The virtual museum honors leaders who have significantly contributed to clinical engineering and aims to foster public awareness of the profession.


The American College of Clinical Engineering (ACCE) is accepting nominations for the 2026 Clinical Engineering Hall of Fame, calling for detailed submissions that highlight individuals who have made outstanding contributions to the evolution and advancement of clinical engineering.

The ACCE Hall of Fame Nominations Review Committee is encouraging interested parties to provide detailed nominations with supporting information, documents, and justifications. The nomination deadline is Jan 31, 2026.

The Clinical Engineering Hall of Fame serves as a virtual museum that tells the story of clinical engineering from its beginnings in the late 1960s to present day by honoring visionaries, leaders, and luminaries who have contributed to the profession’s creation, evolution, and advancement.

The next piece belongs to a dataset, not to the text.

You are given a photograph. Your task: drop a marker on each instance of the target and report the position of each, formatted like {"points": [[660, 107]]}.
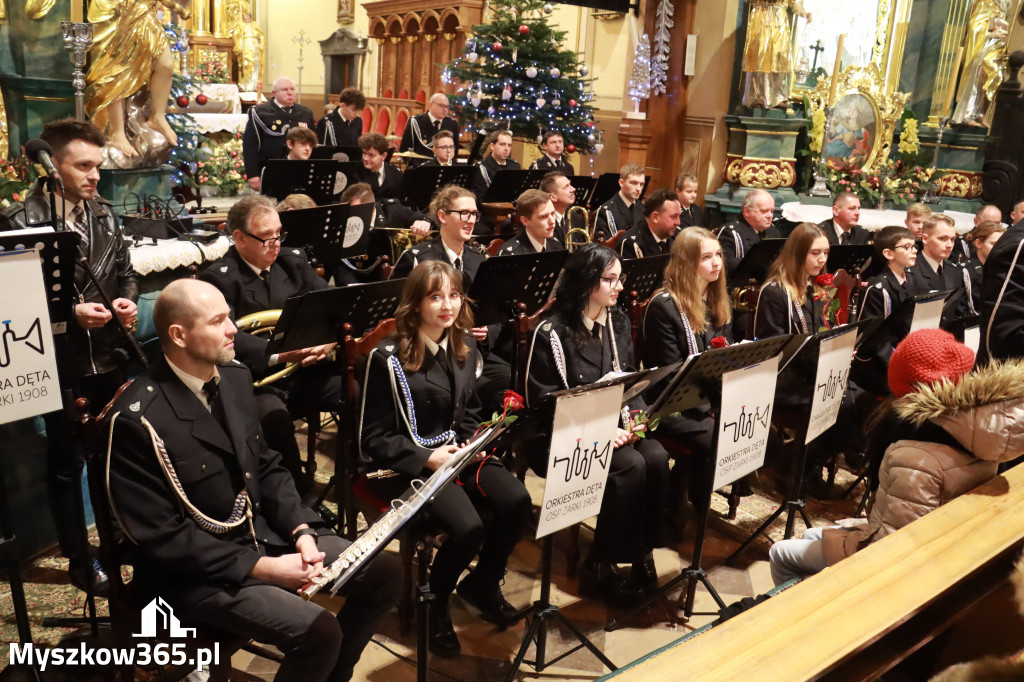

“The Clinical Engineering Hall of Fame serves as a permanent testament to the pioneers and leaders whose technical brilliance and leadership have bridged the gap between engineering and patient care. By honoring these visionaries, we not only preserve the history of our profession but also provide a roadmap of excellence to inspire the next generation of engineers and other professionals dedicated to advancing healthcare safety and innovation,” says Arif Subhan, chair of the ACCE Clinical Engineering Hall of Fame Committee.

Nomination Criteria and Requirements

Any person, living or deceased, who has made outstanding and notable contributions to clinical engineering can be nominated regardless of age, sex, race, nationality, residency, education level, years of experience, or ACCE membership status.

The essential requirement for induction is that the individual has contributed meaningfully to the initiation, evolution, or advancement of the profession. Contributions must demonstrate one or more of the following criteria:

  • Impact: The contribution has significantly impacted clinical engineering development or growth and continues to demonstrate relevance to the profession’s advancement
  • Influence: The contribution has significantly influenced the work of others in the field, the healthcare industry, or society at large
  • Innovation: The contribution has challenged the status quo through introduction of new concepts, methods, or tools; removal of obstacles; or enhancement of medical equipment safety and reliability
  • Reach: The contribution has significantly impacted a large number of clinical engineering professionals, clinical users, regulatory authorities, patients, and society

Qualifying Standards

The ACCE emphasizes that contributions should benefit the profession broadly, not just the nominee’s employer, and should represent effects that will stand the test of time. The achievements must affect the profession rather than simply recognize individual accomplishments.

Certain accomplishments, while potentially qualifying a nominee for a Lifetime Achievement Award, are not sufficient by themselves for Hall of Fame membership. These include awards, honors, patents, published works, presentations, certifications, association memberships, and leadership positions in organizations.

The Clinical Engineering Hall of Fame was created to address the general lack of public understanding about clinical engineering’s role in healthcare by publicly celebrating the application of engineering and managerial skills to support and advance technology applications in patient care.